CVE-2023-32507: 
WordPress vulnerability analysis and mitigation

A Missing Authorization vulnerability was identified in wp3sixty Woo Custom Emails plugin versions through 2.2. The vulnerability was discovered on March 31, 2023, and publicly disclosed on May 9, 2023. This security flaw allows unauthorized access to security levels due to incorrectly configured access control (Patchstack).

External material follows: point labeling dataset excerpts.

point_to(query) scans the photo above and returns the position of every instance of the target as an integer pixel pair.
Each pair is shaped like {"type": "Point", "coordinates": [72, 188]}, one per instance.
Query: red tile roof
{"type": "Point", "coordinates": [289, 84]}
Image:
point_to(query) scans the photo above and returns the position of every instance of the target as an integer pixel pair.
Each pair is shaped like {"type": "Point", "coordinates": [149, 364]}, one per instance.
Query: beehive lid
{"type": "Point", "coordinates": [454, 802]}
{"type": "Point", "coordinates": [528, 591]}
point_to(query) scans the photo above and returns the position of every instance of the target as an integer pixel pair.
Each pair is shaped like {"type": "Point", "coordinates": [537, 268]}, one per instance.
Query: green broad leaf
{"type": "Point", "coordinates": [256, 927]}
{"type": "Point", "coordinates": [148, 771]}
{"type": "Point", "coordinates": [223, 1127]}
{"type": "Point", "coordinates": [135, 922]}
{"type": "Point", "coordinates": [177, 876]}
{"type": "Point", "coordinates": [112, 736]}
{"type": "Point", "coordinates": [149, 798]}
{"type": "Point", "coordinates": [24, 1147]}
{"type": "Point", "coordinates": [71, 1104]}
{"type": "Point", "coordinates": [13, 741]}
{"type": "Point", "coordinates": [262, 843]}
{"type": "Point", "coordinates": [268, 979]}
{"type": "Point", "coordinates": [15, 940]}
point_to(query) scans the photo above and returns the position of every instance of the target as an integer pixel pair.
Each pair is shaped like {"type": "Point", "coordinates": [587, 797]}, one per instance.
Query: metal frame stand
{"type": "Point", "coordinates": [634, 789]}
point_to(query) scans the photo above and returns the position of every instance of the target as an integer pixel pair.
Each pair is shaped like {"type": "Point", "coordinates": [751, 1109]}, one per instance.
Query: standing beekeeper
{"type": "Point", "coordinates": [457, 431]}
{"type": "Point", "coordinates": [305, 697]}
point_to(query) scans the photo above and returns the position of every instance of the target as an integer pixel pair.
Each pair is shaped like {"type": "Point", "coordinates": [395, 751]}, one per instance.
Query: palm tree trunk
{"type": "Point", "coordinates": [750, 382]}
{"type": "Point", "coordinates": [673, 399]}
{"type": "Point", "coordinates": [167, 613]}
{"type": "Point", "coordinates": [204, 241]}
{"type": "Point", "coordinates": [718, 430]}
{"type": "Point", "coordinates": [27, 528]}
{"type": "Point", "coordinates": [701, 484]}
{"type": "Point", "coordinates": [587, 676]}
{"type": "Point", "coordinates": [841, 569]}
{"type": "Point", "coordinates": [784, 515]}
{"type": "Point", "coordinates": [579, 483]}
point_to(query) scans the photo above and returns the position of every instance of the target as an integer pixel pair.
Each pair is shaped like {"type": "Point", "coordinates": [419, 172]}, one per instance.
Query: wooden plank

The vulnerability is classified as a Broken Access Control issue (CWE-862) with a CVSS v3.1 base score of 7.3 (High). The technical assessment indicates that the vulnerability stems from missing authorization, authentication, or nonce token checks in certain functions, potentially allowing unprivileged users to execute higher privileged actions. The vulnerability can be exploited remotely with low attack complexity and requires no user interaction (Patchstack).

The vulnerability is considered highly dangerous and is expected to become mass exploited. It allows unauthenticated users to make unauthorized settings changes to the WordPress installation, potentially compromising the security and functionality of the affected websites (Patchstack).

As of the disclosure, no official fix is available for this vulnerability. Patchstack has issued a virtual patch to mitigate the issue by blocking potential attacks until an official fix becomes available. Website administrators are advised to implement the virtual patch immediately or consider alternative email customization solutions (Patchstack).